Once the design was finalised, we transitioned into the actual implementation of the first RCT. First results indicate that there is no significant difference in an individual’s interest in social innovation crowdfunding campaigns when FFG funding is mentioned or not. Generally, there was overall high interest in the campaigns. No robust results could be derived from the first RCT due to issues with data collection, however, thus a second RCT will be conducted in the 2nd reporting period to determine causal links. The main results from the second RCT show that, overall, financial support from the FFG – in particular seed funding - has positive effects for the CF Campaigns of social innovation projects, however the positive effects are differentiated by gender.

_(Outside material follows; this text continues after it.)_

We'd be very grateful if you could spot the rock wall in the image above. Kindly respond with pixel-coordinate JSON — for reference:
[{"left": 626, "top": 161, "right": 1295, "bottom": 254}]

When it came to measuring the demonstrated interest, females in seed funding demonstrated significantly more interest than females in the other two groups, whereas there was no statistically significant difference among men in different treatment groups. Furthermore, there is evidence that indicating financial support from the FFG positively affected an individual’s perception of campaign success and project success, although the gender component also played a role here. Specifically, females in the seed group perceived the social innovation projects to be much more likely to succeed in meeting their project goals compared to females in the other two treatment groups and males in the seed group. On the other hand, males in the challenge match funding group perceived the CF campaigns to be more likely to succeed in meeting their campaign targets.

Communication and dissemination activities were targeted at different stakeholders, namely innovation agencies, innovation policy makers, evaluators and researchers, cross-sector activites, and the crowdfunding community. Innovation agencies were generally adressed by having presentations in the FFG and in the TAFTIE Task Force Experiment! as well as creating a new internal process in the FFG for experimentation and RCTs. In addition, innovation policy makers were informed by conducting a workshop and presentation, reaching out to program managers at the FFG and the advisory committee of the General Programmes. Evaluators and researchers could be reached by attending conferences (CODE@MIT, WISE 2021) and a submitted paper to Management Science by our scientific partners UMN as well as a cooperation with the Vienna University of Economics and Business for a master thesis. Furthermore, cross-sector activities encompassed a panel session at the EU industry weeks 2021 and the presentation at the Social Entrepreneurship Network Austria. Finally, we informed the crowdfunding community by giving a presentation to Startnext, our partnering crowdfunding platform, and the FFG submitted a case study to Eurocrowd.
There is little evidence investigating the success of crowdfunding campaigns for social innovation projects when conducted in the realm of a grant from a public institution. With the RCT in SIM CROWD, we are gaining robust evidence on the efficacy of combining crowdfunding campaigns and financial support from public institutions to successfully finance early-stage social innovation projects. These evidence-based results can be used to inform innovation policy and potential policy instruments on an organizational, national, and international level - which means both promoting a new policy based on positive results and not rolling out a policy based on negative results. Either way, it ensures that the future support measures offered from public innovation agencies are both a good use of public money as well as only positively impact SMEs.